Brenda Phillips, a dental technician from Lisburn whose son has played the sport all his life, has invented a silicon ear guard to prevent injury and protect cartilage.
The invention is already in use by rugby players, judo professionals and wrestlers.
She is now hoping to roll it out to all contact sports internationally.
The mother-of-two, whose son Connor (23) and hockey player daughter Naomi (25) also wear the mouthguards she manufactures, said she came up with the idea four years ago while watching the sport on television.
"John Afoa (former Ulster player) had a piece of cotton wool, or some sort of protection, on his ear. He got tackled and his ear burst open again," said Ms Phillips.
"I said: 'In this day and age, why have we not got some protection for our ears?' Those horrible cauliflower ears - who wants to have those after playing?
"It's still painful. If you get enough damage on the ear it can cause the canal to swell over so it can affect your hearing. It can be expensive to fix."
Ms Phillips, a dental technician, started her own dental laboratory 18 years ago in her living room.
Two years ago she bought an old church hall in Finaghy where former DUP leader Ian Paisley used to preach. That building is now her family business, Lambeg Dental Laboratory.

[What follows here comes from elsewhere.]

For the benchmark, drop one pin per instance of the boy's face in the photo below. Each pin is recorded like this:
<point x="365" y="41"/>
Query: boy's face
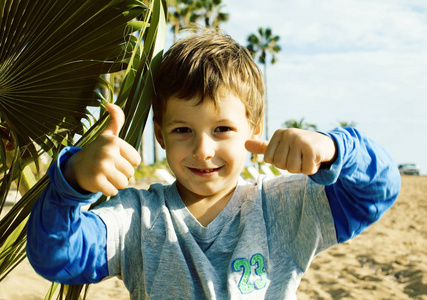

She runs it with her son and daughter.
It is from there that Caulear Protection Ear Shields are manufactured.
She said: "Connor played rugby from mini rugby. From he was wee, he was always having to have head gear on, and gloves and mouthguards, to protect him. I always would have worried about him getting injured.
"That day watching John Afoa, I said: 'I'm going to make something'. I took an impression of Connor's ear and made an ear shield. Now his ears are protected.
"The checks have been done and, as far as I am aware, there is nothing else like this in the world. It is patent pending.
"It is early days, but there is a lot of interest in it."